Sunday, April 26, 2015

Robert Biale Vineyards, January 19, 2015

www.robertbialevineyards.com

My wine-tasting buddy and I had this holiday off, so we decided to spend the day in Napa Valley.  His idea was to start earlier so we could squeeze in one additional winery visit.  I also had pick-ups at three places and he had a pick-up at one, so in all it was a busy afternoon.  Since we would be starting earlier, I wanted to start at someplace on the southern side of the valley, in Oak Knoll.  He had never been to Robert Biale, and I was eager to try their 2012 wines, so we planned our trip to start there.  I took some beautiful pictures of the foggy fields with the mustard starting to open and bloom – and deleted the files by mistake when I tried to copy them to my laptop (the file names collided).  Although I was disappointed, it does afford me another reason to return to Robert Biale, especially during the fog.
The Robert Biale black chicken points the way to the tasting room

In order to visit five wineries today, I would need to keep track of my pours and limit myself.  Of course, once the winery staff recognize your appreciation for their craft, they start to bring out their favorite bottles (not on the tasting menu) for you to try.  In this case, rather than four samples, we were treated to six.  But that’s OK, because I can simply curtail later at the next stops.  (Right!)  We started off with the 2012 Black Chicken Zinfandel, followed by the 2012 Varozza Zinfandel, the 2012 Old Kraft Zinfandel, the 2012 Pagani Zinfandel, the 2011 Old Crane Ranch, and ended with the 2011Thomann Station Petite Sirah.  The Pagani piqued my interests because Ridge Winery also makes a Zinfandel from the Pagani vineyard.  Of these, my favorite was the 2012 Varozza for its balance and elegance, while the Pagani was a close second.

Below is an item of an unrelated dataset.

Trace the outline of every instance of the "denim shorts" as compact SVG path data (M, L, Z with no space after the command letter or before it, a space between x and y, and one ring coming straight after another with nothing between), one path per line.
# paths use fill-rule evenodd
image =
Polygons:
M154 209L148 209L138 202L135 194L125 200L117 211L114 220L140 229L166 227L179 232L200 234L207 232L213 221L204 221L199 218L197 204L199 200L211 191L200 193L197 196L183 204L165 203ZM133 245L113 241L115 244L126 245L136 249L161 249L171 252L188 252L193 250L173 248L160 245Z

A full review was written already about Robert Biale Vineyards during my visit on March 1st, 2013.

Tuesday, April 7, 2015

March 23, 2015 – Wildflowers gone wild

On my drive into Napa Valley this day, the one thing that stood out were the flaming California poppies and the purple patches of wild Lupine growing along Highway 12 through American Canyon.  There were many other wild flowers, but these two stood out.  Surrounded by the green natural grasses, these colors popped in the midday sun.  All along Highway 29 through Yountville, Oakville, and Rutherford I came upon these patches of vivid colors.  But the most incredible was not strictly the work of Nature.  At Provenance Vineyards, they have removed about 75% of the lawn that once occupied the front of their winery operations.  They replaced this with a handsome patio and seating area, but still had about 25% of the area left to landscape.  This year they planted perhaps the largest wildflower garden I have seen.

Wildflower garden at Provenance Vineyards

I also noticed another annual milestone in Napa Valley … bud break.  This is the time that the foliage pokes through the crusted-over branches of the grape vine and the leaves start to emerge.  It won’t be long before you see the canopy develop and the appearance of the tiny, infantile grape clusters emerging.
Bud break at Corison Winery

Friday, April 3, 2015

December 20, 2014 – The five components of Bordeaux Blends: Cabernet Franc

Back in 2011, Hendry Winery offered a blending kit for a reasonable price.  The kit consisted of five half-bottles of 2007 red wines, each 100% of a single grape variety.  The idea is that you host a party where each person tries their hand at a blend of the five varietals to see what comes up.  Lacking enough wine-geek friends to drink that much wine in one sitting, I instead decided to open them one-by-one to learn the characteristics of each wine.  In May 2012, when they put it on sale, I decided to pick up a kit. 

 
2007 Hendry Blending Kit 100% Cabernet Franc

Tonight I opened the second of the five half-bottles, a 2007 Cabernet Franc.  This wine is a blending wine, often blended into Cabernet Sauvignon or Merlot to lend a little lift to the fruit, and some interest to the nose.  Even when it is sold as its own varietal, it has some Merlot or Cabernet Sauvignon blended in to lend the wine some richness and depth.  I wasn’t certain what to expect from this wine, but from what I had heard from winemakers, I wasn’t expecting much.  … and I was right.  The fruit on this wine was really quite tasty, although it was not quite vintage typical.  The flavors tended more towards cherry pie and baking spices and lacked any suggestion of blueberry.  The palette was where this wine was lacking.  The fruit performed wonderfully on entry, but on the mid-palette and the finish, the wine became un-dimensional, lacking any kind of structure or complexity.  While uninspiring on its own, it is clear the role that this wine plays in improving the experience when blended into Cabernet Sauvignon.  I have experienced this same effect during the component barrel tasting events at Ridge winery.